A few years prior to that, I had had the opportunity to visit Dhaka, Bangladesh, where I had spent several months doing research at the International Center for Diarrhoeal Disease Research (fun, fun, fun!). To give you the gist of what they do, they develop things like oral rehydration therapy, vaccines against cholera, etc. This was a fascinating experience, particularly in a region with a rich cultural heritage (it dramatically modified my "baboochi banana" approach to the place). They have a dynamic homegrown participative development strategy that is being emulated by other developing and industrial nations -- even Ethiopia.
And then it was off to sunny LA. Upon completing my residency there, I followed my homing instinct and headed back to D.C. (because you KNOW, once you've lived in D.C., you can't live anywhere else...okay, okay, that's open for debate). I had had a couple of Ethiopian patients in LA and I was hooked -- I wanted to come to D.C. and have a practice filled with little Ethiopian kids.

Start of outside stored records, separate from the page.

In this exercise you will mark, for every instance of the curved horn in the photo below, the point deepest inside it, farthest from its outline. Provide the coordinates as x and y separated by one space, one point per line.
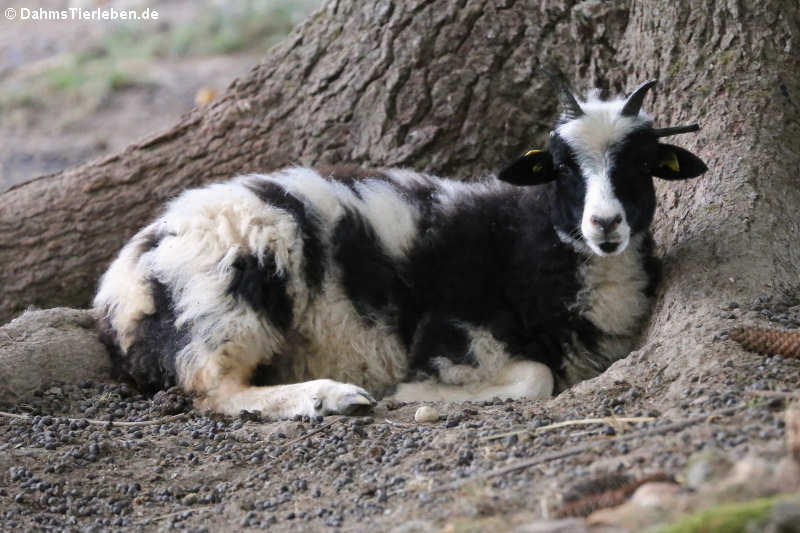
634 102
674 130
569 105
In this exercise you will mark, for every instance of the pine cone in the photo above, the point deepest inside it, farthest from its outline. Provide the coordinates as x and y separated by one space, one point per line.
768 341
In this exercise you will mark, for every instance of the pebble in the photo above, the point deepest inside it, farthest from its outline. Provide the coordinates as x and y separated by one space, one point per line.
426 414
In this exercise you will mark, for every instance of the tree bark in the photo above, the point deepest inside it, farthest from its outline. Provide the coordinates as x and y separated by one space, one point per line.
452 87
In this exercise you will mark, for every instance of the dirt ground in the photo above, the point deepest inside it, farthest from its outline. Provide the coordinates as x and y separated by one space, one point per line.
74 90
100 457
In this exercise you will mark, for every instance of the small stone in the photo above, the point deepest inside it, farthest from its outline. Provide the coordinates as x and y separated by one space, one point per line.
426 414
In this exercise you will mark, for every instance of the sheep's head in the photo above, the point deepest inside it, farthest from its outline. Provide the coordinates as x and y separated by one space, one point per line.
602 158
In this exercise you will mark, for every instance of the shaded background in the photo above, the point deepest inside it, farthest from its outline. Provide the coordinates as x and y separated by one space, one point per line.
74 90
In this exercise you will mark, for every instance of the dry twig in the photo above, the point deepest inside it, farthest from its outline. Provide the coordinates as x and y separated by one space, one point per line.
613 421
580 448
103 422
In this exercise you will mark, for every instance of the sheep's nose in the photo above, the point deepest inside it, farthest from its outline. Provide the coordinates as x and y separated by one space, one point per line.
607 224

Luckily, my stars must have been aligned that month; I found just that. Well, close enough -- I joined the practice of another Ethiopian pediatrician who had been in the area for many years and had a good-sized Ethiopian clientele. Now I get to see several Ethiopian kids a day, and that literally makes my day (I think it might also make me racist or something!).

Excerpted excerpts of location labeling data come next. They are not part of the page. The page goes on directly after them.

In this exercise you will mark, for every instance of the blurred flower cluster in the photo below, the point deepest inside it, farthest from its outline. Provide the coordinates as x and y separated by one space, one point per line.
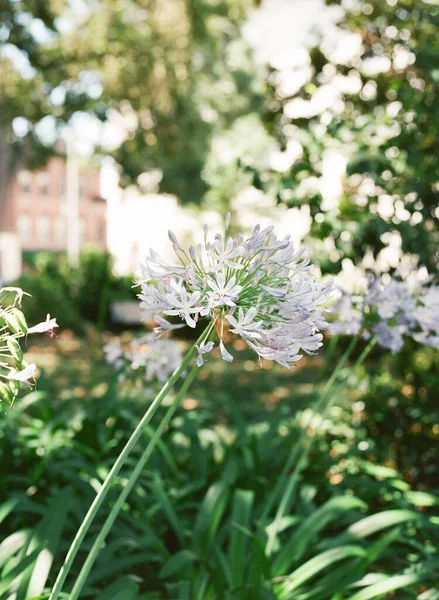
261 289
14 370
391 308
143 360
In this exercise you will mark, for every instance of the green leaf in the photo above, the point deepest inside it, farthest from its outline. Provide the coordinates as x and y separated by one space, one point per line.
9 578
298 543
15 350
241 513
12 544
384 587
210 514
45 541
6 394
372 524
317 564
177 562
122 589
7 507
168 509
421 498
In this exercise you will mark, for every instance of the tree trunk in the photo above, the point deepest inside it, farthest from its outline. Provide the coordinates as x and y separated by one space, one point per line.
11 158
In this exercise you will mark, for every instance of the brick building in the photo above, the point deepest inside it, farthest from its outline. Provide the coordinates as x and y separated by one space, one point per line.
38 205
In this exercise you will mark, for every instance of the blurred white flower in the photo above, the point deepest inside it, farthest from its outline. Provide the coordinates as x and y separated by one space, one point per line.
260 288
24 375
151 358
203 348
390 309
47 325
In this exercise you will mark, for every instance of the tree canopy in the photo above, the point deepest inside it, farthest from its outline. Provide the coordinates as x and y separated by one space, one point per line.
369 99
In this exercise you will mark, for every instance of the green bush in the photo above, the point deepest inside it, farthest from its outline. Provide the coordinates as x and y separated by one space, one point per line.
76 296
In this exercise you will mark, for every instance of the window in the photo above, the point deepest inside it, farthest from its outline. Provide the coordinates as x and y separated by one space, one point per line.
43 181
82 187
25 181
82 232
102 232
62 188
44 230
24 226
61 231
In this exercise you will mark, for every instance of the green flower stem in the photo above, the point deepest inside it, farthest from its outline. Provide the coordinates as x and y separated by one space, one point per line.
293 455
92 511
93 554
288 494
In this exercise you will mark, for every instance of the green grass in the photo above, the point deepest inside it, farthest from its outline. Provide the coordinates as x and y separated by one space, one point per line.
192 527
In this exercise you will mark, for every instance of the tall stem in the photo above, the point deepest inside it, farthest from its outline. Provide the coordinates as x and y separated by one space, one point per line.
293 455
292 484
93 554
100 497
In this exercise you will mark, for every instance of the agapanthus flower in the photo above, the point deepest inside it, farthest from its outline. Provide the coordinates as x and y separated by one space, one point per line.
391 309
148 357
46 326
14 370
261 289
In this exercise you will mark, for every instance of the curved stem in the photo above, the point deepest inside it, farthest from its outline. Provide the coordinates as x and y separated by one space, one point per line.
292 484
293 455
93 554
92 511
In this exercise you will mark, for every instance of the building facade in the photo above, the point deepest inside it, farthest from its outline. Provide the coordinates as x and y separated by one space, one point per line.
39 204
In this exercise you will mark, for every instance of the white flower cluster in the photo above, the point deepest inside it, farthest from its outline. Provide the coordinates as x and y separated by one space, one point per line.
151 358
261 289
391 310
14 370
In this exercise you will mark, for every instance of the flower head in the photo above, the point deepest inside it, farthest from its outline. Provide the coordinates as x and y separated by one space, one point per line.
152 359
47 325
260 288
391 309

But it is not always smooth sailing. There is the language thing, and translations can get a little shaky sometimes. For example, I always confuse the Amharic words for chickenpox, measles and smallpox ( kufegne, fenTaTa and ...?) Conscientious Seleda editors offer up "gudiff" as the third translation...hey, we didn't ALL go to Sandford!. Once I almost alerted the Centers for Disease Control thinking that a mom on the phone was telling me her daughter had smallpox (which had been supposedly eradicated off the face of the earth, except in 2 labs or something. This would have raised a major alarm!). Thankfully, it turned out that the child just had chickenpox (is this a geek joke, it may just be!).

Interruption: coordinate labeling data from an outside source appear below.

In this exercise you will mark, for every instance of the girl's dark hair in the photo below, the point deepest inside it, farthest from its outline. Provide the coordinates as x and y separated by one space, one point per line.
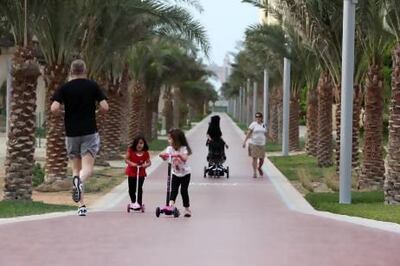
214 130
136 141
179 139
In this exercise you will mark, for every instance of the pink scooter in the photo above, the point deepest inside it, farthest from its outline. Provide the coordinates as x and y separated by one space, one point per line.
167 210
136 207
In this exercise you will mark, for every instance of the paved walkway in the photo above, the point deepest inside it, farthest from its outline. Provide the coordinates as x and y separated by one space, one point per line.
236 221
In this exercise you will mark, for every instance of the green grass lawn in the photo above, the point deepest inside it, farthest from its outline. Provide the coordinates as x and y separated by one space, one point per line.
295 166
23 208
364 204
275 147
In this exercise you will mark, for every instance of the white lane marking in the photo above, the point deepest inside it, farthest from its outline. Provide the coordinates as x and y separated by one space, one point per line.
214 184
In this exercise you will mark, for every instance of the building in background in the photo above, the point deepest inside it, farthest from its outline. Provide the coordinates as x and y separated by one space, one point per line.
266 17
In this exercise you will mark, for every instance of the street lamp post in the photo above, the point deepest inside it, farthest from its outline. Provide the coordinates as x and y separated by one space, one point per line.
254 98
349 7
286 101
266 88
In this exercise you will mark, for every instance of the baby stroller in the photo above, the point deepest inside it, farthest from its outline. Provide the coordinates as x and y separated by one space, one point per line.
216 157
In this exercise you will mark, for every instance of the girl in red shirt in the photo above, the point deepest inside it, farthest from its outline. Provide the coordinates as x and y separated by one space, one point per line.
137 156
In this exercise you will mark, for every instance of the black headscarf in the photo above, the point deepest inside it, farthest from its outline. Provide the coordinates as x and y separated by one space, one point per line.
214 131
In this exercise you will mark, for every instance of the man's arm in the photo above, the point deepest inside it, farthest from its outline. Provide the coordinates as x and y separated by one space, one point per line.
55 107
103 106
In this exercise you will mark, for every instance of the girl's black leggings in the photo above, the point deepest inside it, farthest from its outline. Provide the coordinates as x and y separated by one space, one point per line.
183 182
132 180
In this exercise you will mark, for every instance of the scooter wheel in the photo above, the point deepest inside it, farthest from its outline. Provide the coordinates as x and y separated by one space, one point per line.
176 213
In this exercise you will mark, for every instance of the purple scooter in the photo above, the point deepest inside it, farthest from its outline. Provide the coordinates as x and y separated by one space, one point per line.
167 210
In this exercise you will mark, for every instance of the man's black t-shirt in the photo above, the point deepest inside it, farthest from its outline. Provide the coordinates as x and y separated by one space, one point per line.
79 97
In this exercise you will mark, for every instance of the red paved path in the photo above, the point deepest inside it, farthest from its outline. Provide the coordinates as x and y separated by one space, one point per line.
240 221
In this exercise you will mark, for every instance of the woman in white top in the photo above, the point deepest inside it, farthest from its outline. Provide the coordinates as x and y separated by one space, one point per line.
179 150
258 133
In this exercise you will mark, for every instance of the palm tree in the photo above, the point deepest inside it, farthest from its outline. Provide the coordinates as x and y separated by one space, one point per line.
21 133
374 40
391 189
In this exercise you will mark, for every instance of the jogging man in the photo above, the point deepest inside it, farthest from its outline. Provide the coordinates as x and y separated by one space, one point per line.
80 97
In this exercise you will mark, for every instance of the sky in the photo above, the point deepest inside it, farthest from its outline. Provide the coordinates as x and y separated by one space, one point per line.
225 22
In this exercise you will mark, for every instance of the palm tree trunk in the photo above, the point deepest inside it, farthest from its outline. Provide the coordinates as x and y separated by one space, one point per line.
312 123
294 144
126 107
280 116
56 154
101 123
168 108
338 112
392 181
154 126
148 119
274 120
137 116
373 169
324 155
112 126
21 133
356 126
111 142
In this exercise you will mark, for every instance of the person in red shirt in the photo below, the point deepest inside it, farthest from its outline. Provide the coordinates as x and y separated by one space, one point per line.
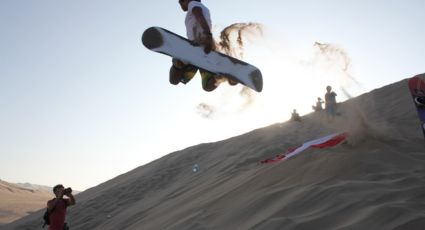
57 207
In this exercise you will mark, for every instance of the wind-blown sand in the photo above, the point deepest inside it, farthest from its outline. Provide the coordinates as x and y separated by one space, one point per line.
374 181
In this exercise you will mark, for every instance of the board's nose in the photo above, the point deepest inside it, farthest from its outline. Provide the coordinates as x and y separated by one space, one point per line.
152 38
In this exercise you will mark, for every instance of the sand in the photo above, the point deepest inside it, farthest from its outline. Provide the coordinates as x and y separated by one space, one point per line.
375 180
17 201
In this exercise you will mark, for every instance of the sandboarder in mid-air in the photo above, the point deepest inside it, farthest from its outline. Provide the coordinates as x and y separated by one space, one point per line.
198 30
198 53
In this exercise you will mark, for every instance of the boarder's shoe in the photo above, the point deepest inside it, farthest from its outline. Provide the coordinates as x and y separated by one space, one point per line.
175 75
231 82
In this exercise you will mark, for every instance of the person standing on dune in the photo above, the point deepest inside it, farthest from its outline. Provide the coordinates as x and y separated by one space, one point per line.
330 102
56 207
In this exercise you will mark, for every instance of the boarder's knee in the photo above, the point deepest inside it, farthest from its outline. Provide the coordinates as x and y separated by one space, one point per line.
175 75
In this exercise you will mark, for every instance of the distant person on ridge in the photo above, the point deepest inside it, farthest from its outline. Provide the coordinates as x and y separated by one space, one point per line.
295 116
198 29
330 102
318 106
57 207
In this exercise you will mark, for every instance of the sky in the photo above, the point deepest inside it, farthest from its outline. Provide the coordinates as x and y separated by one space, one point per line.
83 101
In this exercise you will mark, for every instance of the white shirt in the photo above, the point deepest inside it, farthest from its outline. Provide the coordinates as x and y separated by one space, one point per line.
193 29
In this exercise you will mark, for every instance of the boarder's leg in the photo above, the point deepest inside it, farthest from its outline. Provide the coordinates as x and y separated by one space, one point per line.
209 81
181 72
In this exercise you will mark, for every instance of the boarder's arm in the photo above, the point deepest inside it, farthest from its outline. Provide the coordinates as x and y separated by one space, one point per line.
71 199
207 42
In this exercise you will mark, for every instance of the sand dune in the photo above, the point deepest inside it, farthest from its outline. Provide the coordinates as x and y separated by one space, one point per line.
376 180
17 201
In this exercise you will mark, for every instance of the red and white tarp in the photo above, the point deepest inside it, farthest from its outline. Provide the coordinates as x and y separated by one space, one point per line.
324 142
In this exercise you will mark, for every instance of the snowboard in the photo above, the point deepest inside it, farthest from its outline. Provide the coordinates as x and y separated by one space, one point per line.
166 42
417 89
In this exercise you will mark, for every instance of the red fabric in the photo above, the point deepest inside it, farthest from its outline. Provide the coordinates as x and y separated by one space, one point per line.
329 143
332 142
57 217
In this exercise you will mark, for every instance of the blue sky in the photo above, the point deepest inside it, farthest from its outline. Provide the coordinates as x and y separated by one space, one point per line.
83 101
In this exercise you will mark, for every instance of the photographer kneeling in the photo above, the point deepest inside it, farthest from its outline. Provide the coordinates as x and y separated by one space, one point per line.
57 207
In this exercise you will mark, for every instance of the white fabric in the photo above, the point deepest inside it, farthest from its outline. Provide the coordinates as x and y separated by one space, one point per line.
310 143
193 29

Another time I was a student and was summoned urgently to translate for an Ethiopian woman who spoke no English. I sauntered in confidently and started inquiring what was wrong. "QiTigne new meselegne," she said to me. Well, I had no idea what that was. "Hemorrhoids," I thought to myself, my logic being that it must be something close to the 'QiT'. Needless to say, I made a couple of rapid calls to get the real meaning (my uncle still looks at me rather suspiciously).
Okay, one more story (not a translation one). This is more recent. Sometimes I wear my hair in a style that we Ethiopian girls are famous for, namely the "wet look". Well, that day at work, one of my cute 5-year-old Ethiopian patients had come in for something or another. Later, I called her mom to see how she was doing and her mom said, "Oh, she's fine, but now she refuses to brush her hair and struts around the house with her hair in disarray ("TenCHebara"), saying "Ende docterey!" Well, that took care of that hairstyle.
So, despite the trials and tribulations of years of schooling and now practicing medicine in a managed care world, I leave my office at the end of the day with a smile on my face. Well, most days, anyway.